Samstag, 15. April 2017, 03:42

Spezifischen Rat kann ich Dir da nicht geben, nur so ein paar allgemeine Tipps:

  1. Zunächst mal solltest Du sicherstellen, dass die linke Platine die nötigen Spannungen in guter Qualität erzeugt. Das ist eigentlich immer der erste Schritt.
    Ich denke mal, dass sie 5V und 3,3V erzeugt. Und eventuell auch noch 12V.
  2. Ich vermute, dass eher eine der beiden grünen Platinen defekt ist, als das Display. Das Indiz, an dem ich diese Vermutung festmache ist die Tatsache, dass auf dem Display horizontale und vertikale Streifen zu sehen sind. Das ist zwar kein absolutes Ausschlusskriterium für einen Display-Defekt, aber beim Display gehen eher nur die Spaltentreiber, oder nur die Zeilentreiber kaputt, als sonst etwas.
  3. Verdächtig sind die BGA-Chips auf den grünen Platinen.
    Der Chip, der im Betrieb am heißesten wird, ist der verdächtigste Kandidat von allen. Du könntest mal eine hitzefeste, isolierende Platte unter die Platine schieben und im laufenden Betrieb die BGAs mit Heißluft beackern, bis auf ca. 100 bis 150 Grad. Wenn sich dabei am Bild etwas ändert, dann hast Du mit sehr hoher Wahrscheinlichkeit den Übeltäter gefunden!
  4. Und natürlich solltest Du noch den "Klopftest" machen, also mit der Rückseite eines Schraubendrehers auf die Platine und auf alle Chips klopfen, im laufenden Betrieb, um Wackelkontakte (z. B. durch abgerippte BGA-Pins) aufzuspüren.
  5. Auch an den Flachbandkabeln solltest Du mal zupfen, bzw. die Verbindungen lösen, alles kritisch beäugeln und die Kabel wieder anschließen (diesen Schritt natürlich nur im spannungsfreien Zustand durchführen).

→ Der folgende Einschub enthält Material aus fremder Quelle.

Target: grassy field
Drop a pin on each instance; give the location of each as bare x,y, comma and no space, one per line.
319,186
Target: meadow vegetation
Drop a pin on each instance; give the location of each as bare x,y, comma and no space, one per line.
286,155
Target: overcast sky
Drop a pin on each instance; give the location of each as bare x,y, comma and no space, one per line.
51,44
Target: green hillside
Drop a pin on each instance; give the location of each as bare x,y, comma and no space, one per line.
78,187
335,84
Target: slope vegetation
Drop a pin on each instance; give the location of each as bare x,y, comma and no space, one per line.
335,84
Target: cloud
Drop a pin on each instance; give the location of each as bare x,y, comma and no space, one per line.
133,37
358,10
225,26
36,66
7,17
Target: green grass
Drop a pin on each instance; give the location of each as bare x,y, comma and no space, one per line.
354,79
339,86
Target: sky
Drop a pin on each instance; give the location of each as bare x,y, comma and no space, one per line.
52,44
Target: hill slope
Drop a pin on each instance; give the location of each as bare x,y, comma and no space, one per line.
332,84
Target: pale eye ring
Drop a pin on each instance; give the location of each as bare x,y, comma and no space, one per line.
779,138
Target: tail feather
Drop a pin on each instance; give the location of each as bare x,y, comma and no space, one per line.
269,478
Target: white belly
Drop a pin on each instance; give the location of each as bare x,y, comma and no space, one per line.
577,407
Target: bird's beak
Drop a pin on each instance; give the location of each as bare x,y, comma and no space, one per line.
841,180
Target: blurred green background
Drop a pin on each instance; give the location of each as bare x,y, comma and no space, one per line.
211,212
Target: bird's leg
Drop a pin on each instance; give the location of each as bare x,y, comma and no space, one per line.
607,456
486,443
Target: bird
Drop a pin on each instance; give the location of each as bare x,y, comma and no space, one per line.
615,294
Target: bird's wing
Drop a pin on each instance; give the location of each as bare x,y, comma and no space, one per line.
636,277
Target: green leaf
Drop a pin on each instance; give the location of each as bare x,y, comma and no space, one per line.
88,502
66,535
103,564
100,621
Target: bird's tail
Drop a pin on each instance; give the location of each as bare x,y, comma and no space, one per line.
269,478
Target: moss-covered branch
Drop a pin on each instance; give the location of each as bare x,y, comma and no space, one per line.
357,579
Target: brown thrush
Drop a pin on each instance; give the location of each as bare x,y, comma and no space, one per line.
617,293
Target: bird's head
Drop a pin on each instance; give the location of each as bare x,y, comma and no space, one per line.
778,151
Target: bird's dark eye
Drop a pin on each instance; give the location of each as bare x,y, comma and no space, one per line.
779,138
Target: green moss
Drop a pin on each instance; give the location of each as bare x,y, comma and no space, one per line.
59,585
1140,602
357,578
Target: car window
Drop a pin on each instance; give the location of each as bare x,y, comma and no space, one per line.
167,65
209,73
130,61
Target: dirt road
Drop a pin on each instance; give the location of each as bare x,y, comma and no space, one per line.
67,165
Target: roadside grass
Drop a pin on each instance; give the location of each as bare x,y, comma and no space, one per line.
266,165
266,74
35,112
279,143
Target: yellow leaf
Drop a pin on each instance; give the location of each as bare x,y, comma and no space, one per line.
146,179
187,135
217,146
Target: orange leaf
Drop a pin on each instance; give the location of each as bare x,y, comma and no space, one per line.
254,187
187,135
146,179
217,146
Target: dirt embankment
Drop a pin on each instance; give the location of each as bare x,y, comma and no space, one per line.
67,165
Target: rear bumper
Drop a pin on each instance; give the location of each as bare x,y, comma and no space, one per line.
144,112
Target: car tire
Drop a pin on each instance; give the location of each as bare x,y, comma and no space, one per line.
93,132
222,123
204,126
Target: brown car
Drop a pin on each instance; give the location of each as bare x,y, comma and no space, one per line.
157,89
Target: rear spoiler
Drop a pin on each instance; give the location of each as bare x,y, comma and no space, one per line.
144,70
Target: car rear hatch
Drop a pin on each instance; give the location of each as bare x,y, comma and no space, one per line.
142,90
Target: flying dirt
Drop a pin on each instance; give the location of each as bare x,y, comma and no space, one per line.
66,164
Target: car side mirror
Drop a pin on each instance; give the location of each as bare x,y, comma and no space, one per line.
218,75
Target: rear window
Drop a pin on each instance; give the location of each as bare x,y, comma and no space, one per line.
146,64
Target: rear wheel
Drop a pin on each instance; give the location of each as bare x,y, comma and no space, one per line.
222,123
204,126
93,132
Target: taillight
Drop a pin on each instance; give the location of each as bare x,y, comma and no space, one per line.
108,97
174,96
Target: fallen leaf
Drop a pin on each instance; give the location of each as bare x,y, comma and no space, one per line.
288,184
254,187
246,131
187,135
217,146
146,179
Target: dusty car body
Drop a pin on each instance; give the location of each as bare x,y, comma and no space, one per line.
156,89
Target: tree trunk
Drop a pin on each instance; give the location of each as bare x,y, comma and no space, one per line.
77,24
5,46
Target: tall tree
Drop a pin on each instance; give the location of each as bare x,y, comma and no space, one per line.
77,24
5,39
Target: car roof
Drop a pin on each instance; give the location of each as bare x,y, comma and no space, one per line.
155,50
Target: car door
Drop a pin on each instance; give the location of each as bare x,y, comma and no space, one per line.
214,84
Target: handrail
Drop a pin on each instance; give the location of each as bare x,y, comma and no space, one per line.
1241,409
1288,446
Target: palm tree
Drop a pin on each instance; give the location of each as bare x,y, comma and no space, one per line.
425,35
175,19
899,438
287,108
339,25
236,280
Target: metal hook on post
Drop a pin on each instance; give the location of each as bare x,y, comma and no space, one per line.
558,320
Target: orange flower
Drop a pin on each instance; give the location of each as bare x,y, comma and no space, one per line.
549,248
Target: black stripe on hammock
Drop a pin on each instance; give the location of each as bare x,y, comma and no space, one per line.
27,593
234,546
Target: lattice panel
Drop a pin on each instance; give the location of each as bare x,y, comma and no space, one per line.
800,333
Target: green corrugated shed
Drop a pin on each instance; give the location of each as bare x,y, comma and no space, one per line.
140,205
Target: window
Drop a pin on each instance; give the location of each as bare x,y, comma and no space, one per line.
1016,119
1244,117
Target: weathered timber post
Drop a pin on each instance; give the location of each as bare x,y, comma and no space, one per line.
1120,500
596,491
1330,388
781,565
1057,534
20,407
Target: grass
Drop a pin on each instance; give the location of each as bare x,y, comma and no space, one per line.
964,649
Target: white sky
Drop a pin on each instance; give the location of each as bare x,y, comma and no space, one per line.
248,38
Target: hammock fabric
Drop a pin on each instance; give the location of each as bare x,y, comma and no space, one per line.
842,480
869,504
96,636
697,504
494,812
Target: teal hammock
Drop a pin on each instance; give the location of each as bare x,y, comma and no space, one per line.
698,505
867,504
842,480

Wenn alles nicht hilft, dann müsstest Du Dich wohl auf das Detektivspiel mit dem Oszi einlassen und Dir mal die Signale anschauen, die über die beiden oberen Flachbandkabel zum Display gehen.
Ohne Schaltplan erfordert das aber einigen Spürsinn ...
Die Daten werden vermutlich per LVDS zum Display übertragen.
Vielleicht mal die Datenblätter der Chips ergoogeln, die direkt bei den Flachbandkabeln sitzen und mit den Connectoren mehrfach verbunden sind. Dann kannst Du darin ablesen, wo Du messen musst.

Um beim Messen keinen Kurzschluss zu fabrizieren, empfehle ich meinen Trick mit dem Kapton-Klebeband: Quer über alle Kontakte des jeweiligen Flachband-Connectors kleben und mit gut spitzer Messspitze einfach hindurch stoßen. So ist ein versehentliches Abrutschen schon mal deutlich erschwert.
Auch an meinen Trick mit der aufgeschliffenen Nadelöse als Messspitze sei erinnert.

Falls die Daten tatsächlich per LVDS übertragen werden, dann kannst Du vielleicht displayseitig an den Abschlusswiderständen messen, statt an den Flachbandkabel-Verbindern.
Die dort zu erwartenden Frequenzen sind sehr hoch - eigentlich zu hoch, für ein 08/15-Oszi. Dennoch wird es vermutlich irgendwie auffallen, wenn ein Signalpaar deutlich aus der Reihe tanzt, weil der Treiber defekt ist.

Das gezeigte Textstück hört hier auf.